Monday, January 15, 2024

Essential Tennis looks like THE guide to making necessary improvements

The top roadblocks keeping people from playing their best tennis are time, age, athletic ability, and money. (It can cost $50,000 annually to raise a top-level junior player!)

But the biggest obstacle of all - according to Ian Westerman, the author of 2022's Essential Tennis: Improve Faster, Play Smarter, and Win More Matches - is likely the ball! That’s because our obsession with focusing on hitting a good shot with the right arc and speed and to where we want can keep us from focusing on having good movement and swing techniques. Focusing on results and the ball also tightens us up. 

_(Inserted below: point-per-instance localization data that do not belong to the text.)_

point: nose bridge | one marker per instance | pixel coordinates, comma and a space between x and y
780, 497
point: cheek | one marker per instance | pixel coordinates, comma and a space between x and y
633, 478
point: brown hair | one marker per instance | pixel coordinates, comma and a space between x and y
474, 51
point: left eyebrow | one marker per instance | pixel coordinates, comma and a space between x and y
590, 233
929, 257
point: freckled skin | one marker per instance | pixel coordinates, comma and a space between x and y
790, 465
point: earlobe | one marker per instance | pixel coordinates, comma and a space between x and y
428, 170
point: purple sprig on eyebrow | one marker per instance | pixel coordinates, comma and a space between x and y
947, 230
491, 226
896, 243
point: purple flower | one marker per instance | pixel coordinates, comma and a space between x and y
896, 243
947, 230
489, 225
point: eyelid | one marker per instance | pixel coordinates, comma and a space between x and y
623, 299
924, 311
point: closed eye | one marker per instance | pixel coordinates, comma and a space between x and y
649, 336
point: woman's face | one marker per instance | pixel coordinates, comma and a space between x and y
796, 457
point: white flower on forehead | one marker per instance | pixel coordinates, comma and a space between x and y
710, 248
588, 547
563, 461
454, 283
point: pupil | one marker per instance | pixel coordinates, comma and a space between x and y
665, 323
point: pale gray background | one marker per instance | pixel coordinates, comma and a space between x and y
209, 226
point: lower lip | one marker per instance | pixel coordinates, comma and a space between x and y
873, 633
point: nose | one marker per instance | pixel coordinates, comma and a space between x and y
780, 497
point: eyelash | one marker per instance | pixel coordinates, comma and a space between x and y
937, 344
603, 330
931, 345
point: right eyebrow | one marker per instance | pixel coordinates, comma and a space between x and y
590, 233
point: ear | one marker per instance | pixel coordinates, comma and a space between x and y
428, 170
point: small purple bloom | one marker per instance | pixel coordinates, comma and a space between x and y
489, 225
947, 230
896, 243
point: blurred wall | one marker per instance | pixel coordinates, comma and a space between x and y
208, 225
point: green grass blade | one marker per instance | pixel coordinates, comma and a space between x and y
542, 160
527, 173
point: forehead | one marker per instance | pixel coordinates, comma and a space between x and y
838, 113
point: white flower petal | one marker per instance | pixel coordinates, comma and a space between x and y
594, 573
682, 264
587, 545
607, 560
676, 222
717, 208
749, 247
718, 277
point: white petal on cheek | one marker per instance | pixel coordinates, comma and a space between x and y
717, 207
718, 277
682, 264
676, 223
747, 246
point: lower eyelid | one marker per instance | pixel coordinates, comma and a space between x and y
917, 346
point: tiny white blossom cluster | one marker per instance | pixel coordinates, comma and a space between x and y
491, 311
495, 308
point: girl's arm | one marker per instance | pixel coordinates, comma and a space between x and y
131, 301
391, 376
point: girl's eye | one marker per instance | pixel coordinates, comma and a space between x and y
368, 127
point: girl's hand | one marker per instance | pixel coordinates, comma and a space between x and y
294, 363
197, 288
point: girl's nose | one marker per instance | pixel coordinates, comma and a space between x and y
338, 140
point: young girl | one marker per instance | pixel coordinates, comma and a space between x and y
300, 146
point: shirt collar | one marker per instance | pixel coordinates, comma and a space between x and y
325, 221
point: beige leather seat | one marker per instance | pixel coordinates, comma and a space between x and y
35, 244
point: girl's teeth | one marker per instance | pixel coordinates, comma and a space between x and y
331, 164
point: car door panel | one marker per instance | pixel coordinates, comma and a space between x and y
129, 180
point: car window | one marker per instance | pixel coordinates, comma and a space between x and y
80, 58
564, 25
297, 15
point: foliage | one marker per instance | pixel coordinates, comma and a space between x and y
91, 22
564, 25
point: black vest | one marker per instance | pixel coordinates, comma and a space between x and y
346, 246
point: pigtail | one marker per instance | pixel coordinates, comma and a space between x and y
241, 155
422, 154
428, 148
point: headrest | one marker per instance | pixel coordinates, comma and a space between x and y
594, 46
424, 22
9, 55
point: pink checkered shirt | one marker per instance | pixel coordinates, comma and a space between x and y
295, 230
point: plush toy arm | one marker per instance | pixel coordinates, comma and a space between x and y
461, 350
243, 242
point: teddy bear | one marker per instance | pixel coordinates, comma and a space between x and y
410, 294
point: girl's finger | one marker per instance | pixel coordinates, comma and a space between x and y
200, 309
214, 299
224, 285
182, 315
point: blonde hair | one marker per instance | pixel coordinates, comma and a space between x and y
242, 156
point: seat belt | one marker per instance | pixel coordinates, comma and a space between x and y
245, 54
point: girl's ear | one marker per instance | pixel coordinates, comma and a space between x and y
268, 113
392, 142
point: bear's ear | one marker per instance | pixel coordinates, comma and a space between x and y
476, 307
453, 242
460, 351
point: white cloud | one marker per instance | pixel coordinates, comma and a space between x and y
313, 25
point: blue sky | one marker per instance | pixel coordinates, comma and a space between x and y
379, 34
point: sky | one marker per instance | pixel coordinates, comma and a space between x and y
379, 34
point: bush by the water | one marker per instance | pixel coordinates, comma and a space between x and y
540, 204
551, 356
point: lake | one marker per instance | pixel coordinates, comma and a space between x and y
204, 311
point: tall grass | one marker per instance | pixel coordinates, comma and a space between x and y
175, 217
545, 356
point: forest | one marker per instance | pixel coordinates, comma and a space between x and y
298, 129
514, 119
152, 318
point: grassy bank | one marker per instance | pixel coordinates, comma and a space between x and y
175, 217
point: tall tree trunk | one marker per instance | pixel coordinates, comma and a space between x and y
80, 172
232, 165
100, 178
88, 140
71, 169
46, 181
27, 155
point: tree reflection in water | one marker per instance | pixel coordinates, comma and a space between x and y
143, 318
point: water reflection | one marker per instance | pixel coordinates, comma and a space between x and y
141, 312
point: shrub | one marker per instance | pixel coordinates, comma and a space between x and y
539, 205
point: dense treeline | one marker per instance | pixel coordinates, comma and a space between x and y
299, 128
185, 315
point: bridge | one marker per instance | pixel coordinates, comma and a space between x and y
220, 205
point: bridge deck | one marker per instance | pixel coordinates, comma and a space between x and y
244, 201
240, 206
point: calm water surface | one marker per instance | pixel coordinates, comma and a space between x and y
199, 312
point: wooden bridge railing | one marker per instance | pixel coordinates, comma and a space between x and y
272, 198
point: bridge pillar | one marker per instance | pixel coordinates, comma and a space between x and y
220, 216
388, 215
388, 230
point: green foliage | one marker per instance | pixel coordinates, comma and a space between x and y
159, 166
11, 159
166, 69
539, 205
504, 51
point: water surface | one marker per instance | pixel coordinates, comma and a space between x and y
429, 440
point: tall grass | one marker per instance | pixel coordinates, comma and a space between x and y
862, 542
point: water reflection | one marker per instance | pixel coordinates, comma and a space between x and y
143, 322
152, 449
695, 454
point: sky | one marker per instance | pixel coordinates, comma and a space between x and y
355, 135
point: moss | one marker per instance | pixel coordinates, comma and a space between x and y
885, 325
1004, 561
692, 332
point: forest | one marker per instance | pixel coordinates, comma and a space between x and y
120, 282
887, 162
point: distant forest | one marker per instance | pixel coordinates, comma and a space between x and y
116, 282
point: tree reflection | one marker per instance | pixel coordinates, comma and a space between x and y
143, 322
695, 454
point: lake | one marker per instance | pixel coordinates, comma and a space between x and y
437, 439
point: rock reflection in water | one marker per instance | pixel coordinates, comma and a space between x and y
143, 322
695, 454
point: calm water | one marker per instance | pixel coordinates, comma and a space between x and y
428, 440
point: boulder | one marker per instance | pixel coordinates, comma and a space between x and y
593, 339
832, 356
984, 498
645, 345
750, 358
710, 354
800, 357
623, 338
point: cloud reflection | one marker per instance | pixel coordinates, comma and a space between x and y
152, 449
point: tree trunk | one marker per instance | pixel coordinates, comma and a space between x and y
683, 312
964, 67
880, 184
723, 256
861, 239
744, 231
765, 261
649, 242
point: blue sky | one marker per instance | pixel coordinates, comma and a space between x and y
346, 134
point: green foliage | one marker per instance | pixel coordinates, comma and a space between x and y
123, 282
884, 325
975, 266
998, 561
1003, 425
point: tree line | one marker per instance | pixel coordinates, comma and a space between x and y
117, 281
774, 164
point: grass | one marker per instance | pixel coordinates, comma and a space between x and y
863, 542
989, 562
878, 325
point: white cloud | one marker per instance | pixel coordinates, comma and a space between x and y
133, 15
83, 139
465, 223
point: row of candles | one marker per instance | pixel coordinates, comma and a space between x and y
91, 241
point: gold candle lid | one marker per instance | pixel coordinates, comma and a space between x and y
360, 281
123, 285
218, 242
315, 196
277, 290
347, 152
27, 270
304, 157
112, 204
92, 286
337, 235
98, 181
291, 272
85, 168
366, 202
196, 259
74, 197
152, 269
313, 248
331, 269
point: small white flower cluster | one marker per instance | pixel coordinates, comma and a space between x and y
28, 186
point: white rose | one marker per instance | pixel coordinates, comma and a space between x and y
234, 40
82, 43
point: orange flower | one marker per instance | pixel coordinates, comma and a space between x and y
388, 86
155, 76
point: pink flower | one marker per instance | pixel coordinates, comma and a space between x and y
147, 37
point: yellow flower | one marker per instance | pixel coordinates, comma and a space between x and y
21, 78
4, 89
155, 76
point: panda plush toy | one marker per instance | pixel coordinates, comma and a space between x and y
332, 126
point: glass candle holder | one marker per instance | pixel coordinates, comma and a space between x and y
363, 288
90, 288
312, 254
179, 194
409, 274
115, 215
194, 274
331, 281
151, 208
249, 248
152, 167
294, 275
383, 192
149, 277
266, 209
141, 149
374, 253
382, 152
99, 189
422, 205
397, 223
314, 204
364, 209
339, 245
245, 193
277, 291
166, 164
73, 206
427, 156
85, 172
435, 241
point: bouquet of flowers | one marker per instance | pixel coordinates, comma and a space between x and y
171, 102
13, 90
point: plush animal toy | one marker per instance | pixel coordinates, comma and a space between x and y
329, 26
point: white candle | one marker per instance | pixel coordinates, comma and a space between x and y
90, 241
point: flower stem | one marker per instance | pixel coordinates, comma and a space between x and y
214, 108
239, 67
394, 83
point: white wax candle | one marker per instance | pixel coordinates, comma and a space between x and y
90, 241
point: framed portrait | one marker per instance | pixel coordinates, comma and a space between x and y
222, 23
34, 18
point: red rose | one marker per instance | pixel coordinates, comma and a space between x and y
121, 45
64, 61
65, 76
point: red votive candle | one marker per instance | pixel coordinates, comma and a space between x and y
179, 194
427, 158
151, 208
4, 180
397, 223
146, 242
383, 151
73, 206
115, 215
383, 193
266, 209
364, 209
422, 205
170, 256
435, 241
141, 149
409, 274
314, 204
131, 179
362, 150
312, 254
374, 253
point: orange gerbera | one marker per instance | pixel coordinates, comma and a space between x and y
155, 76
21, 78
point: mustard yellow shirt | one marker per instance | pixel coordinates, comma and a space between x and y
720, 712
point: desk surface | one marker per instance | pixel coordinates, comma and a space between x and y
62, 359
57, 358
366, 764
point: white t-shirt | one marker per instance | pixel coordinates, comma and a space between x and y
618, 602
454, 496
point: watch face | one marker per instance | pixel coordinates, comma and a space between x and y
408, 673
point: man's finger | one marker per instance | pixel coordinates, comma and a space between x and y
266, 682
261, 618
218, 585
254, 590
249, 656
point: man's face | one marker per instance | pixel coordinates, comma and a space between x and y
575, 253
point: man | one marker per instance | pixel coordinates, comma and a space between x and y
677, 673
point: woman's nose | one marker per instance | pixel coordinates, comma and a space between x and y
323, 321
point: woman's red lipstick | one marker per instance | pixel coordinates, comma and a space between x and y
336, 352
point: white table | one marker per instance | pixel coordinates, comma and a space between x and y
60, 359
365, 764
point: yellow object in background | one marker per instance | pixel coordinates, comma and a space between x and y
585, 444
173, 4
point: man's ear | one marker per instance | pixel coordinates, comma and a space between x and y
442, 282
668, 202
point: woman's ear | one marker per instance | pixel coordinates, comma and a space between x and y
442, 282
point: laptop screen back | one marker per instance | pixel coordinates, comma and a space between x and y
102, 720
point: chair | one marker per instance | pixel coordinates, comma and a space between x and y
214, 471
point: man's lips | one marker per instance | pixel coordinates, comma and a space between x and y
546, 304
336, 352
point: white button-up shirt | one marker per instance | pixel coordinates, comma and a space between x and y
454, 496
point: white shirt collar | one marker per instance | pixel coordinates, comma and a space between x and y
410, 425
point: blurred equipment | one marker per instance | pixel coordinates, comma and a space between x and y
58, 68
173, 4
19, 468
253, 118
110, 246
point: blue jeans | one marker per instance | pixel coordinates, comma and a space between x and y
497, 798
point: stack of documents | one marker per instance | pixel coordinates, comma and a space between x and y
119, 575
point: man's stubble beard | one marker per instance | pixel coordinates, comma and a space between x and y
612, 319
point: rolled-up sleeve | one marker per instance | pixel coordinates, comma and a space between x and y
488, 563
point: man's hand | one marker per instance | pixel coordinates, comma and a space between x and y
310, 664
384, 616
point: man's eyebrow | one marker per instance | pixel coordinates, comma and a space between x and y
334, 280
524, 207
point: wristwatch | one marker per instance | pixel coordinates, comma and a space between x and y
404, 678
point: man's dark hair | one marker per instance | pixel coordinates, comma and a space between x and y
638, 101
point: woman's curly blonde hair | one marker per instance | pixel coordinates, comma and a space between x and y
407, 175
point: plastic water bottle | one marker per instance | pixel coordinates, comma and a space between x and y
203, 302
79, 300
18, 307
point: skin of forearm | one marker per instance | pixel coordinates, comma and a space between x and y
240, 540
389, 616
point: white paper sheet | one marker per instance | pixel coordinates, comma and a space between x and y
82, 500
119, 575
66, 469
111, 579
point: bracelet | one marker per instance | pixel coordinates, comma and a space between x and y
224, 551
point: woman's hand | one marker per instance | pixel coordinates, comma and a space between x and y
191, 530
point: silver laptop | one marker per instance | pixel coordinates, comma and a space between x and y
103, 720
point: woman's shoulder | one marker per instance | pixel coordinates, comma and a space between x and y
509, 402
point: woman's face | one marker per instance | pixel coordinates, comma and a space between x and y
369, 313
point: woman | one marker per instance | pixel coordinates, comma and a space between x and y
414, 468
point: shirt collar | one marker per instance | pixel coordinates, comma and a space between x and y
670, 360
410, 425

His coaching philosophy is that, “for every aspect of tennis, there is one element that’s more important than any other. If you can make even a tiny improvement in that element, you will become a better player much faster than if you focused on other things.” He notes, for example, that there are a dozen things to do to make your forehand better, but instead try to pick one element to focus on. For example, you can notice when your opponent is out of position and don’t change technique but rather hit the ball into the open court.

(Bonus advice to me from Coach Matt at College Park JTCC is to, on my second serve, swing faster and keep my head up to keep it popping. This has been working and my second serve looks better and more accurate than ever before. It's also helping my first serve, which I can now rely upon to be a true weapon and hit it harder and more accurately than ever, without tightening up worrying that I'll make double faults.)

Back to Westermann, he writes that self assessment is essential to any hopes of improving. To that end, setting up a camera while playing is really helpful to finding where improvement is needed, otherwise we’re just guessing. Along those lines, keep a journal while playing and jot down objective notes about what went well and what needs improving. Also take a few notes about your opponent, his strengths and weaknesses and how you would approach playing him the next time.

All of this advice comes from just the Introduction in the book. I can’t wait to keep reading it (and writing about it) because I’m already suspecting it’s the best tennis-instructional guide out there. In my past several matches, I’ve implemented the bit about focusing only on hitting the ball where my opponents aren’t and I’ve notice my serve getting better and my shots getting more powerful and successfully mixed. I haven’t lost. 

Tonight I’ll be playing "match play" in this league at the JTCC, on chalky clay courts, where we usually play about one set of doubles or singles before rotating to the next opponent. It’s a lot of fun, and I’ll add that I haven’t lost any singles matches since I started absorbing the advice of this book.